I joined a couple of local book clubs recently, because I like to read and I figured it would be fun meeting up with other people who like to read. Each club meets once a month in a coffee shop or a wine bar (which I like even better). 🙂 You get to make new friends and have a ready-made topic of conversation, which helps prevent those awkward party “lulls” after you get through all the person’s basic biographical data (“What do you do, where are you from, are you married, do you have any kids, etc”).
The problem, for me, is that book clubs tend to pick books that I refuse to read, because I am very picky about the kinds of subjects I choose to meditate upon. (Meditation is just thinking about a particular topic for an extended period of time, right? So if you think about it, reading is kind of like a really extended meditation. And “as a man thinks in his heart, so is he.”)

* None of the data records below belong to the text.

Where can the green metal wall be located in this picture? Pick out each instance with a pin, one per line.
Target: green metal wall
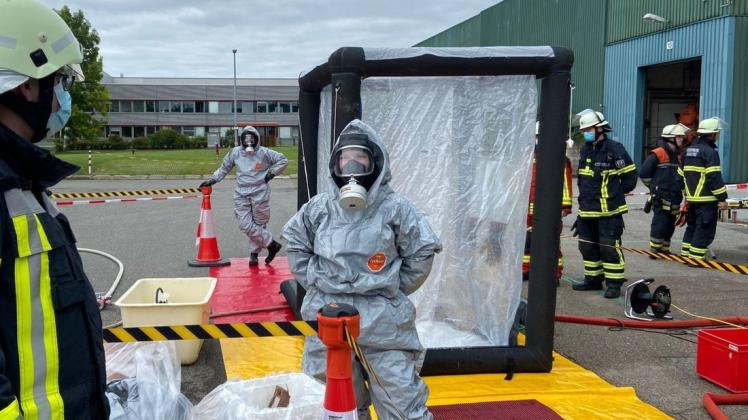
(575, 24)
(738, 154)
(625, 16)
(464, 34)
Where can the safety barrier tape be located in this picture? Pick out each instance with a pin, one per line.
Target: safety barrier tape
(57, 196)
(122, 200)
(694, 262)
(210, 331)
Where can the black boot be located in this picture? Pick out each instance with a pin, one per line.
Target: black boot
(273, 249)
(613, 289)
(589, 283)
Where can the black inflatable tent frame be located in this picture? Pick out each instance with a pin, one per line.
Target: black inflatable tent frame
(346, 68)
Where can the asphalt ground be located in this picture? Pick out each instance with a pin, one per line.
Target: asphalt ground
(156, 238)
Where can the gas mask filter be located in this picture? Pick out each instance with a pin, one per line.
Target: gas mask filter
(352, 164)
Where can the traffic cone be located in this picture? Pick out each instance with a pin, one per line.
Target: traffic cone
(208, 254)
(332, 320)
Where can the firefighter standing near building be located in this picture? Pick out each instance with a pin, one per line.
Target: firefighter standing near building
(565, 211)
(606, 173)
(705, 191)
(660, 173)
(51, 351)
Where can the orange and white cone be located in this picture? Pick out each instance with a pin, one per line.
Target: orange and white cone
(208, 254)
(334, 322)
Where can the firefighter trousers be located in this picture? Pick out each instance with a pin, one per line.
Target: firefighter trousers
(662, 229)
(600, 239)
(702, 226)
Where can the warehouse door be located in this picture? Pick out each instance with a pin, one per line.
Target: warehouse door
(672, 95)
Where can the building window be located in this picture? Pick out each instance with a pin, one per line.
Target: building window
(188, 107)
(225, 108)
(247, 107)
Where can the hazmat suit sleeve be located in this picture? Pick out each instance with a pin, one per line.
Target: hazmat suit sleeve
(226, 166)
(277, 161)
(416, 244)
(299, 233)
(8, 404)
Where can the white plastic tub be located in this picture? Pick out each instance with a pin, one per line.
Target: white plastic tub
(188, 303)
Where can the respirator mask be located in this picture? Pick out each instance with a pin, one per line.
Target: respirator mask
(353, 166)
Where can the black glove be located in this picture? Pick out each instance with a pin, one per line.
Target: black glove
(208, 183)
(574, 232)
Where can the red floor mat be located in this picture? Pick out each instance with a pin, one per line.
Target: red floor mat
(243, 287)
(495, 410)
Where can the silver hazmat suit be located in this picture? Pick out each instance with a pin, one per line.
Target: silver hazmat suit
(252, 193)
(336, 255)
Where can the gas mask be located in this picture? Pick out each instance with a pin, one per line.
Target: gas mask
(249, 142)
(354, 165)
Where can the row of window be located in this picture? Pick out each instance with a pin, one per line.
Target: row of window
(211, 107)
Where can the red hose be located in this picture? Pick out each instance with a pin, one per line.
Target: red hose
(657, 325)
(713, 401)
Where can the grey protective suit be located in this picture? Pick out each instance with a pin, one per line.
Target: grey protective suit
(252, 193)
(330, 252)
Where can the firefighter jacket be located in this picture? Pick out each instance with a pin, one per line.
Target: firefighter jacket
(606, 173)
(702, 173)
(660, 172)
(565, 198)
(51, 349)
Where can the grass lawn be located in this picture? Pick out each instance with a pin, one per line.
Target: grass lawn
(161, 162)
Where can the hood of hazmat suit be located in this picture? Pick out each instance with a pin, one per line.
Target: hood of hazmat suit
(371, 258)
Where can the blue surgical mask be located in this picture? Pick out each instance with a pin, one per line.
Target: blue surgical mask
(58, 119)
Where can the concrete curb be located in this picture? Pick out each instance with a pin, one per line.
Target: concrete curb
(152, 177)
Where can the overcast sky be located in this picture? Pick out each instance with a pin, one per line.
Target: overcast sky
(279, 38)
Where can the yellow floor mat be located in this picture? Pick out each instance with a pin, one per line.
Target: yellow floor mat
(570, 390)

Looking on the bright side, it’s a luxury, I guess, that I even can refuse at this point in my life. I graduated college with honors in English, which basically meant that even though I wasn’t an English major, I took a bunch of English lit courses from the Honors College and wrote lots of analytical papers about the books they made us read. My mind naturally wants to dissect art forms into little bitty pieces and then reconstruct them into arguments that say something meaningful about life or society.
When I got to do this for older classic literature it was fantastic. But I pretty consistently found contemporary literature to be varying shades of appalling.
One book that stands out in my memory, for instance, was the story of how one man after another brutally raped or otherwise mistreated the main character. The word f**k appeared at least five times per page, and I think it actually taught me new cuss words. Sadly, I didn’t have the option of not reading it—I actually had to give a presentation on the stupid thing. (I remember nothing else about the presentation except that my presenting partner, after flubbing a sentence or two, said to the class, “Don’t mind us. I’m really tired and”—pointing to me—“she’s really biased.”) After I finished it, I pretty much hated men for a few weeks, until I managed to get out of that polluted “headspace.”
Which brings me to my current book clubs. I won’t mention any books by name, but I will say both of these topped the NYT bestseller lists at one point in the recent past. The book I read (or tried to read) for last week’s club was about a girl who was hired to be a personal assistant to a quadriplegic boy her own age, whom she later found out was suicidal and she was hired by his mother to be on suicide watch. The boy’s father, instead of helping, slipped out to have an affair every time his wife left the house.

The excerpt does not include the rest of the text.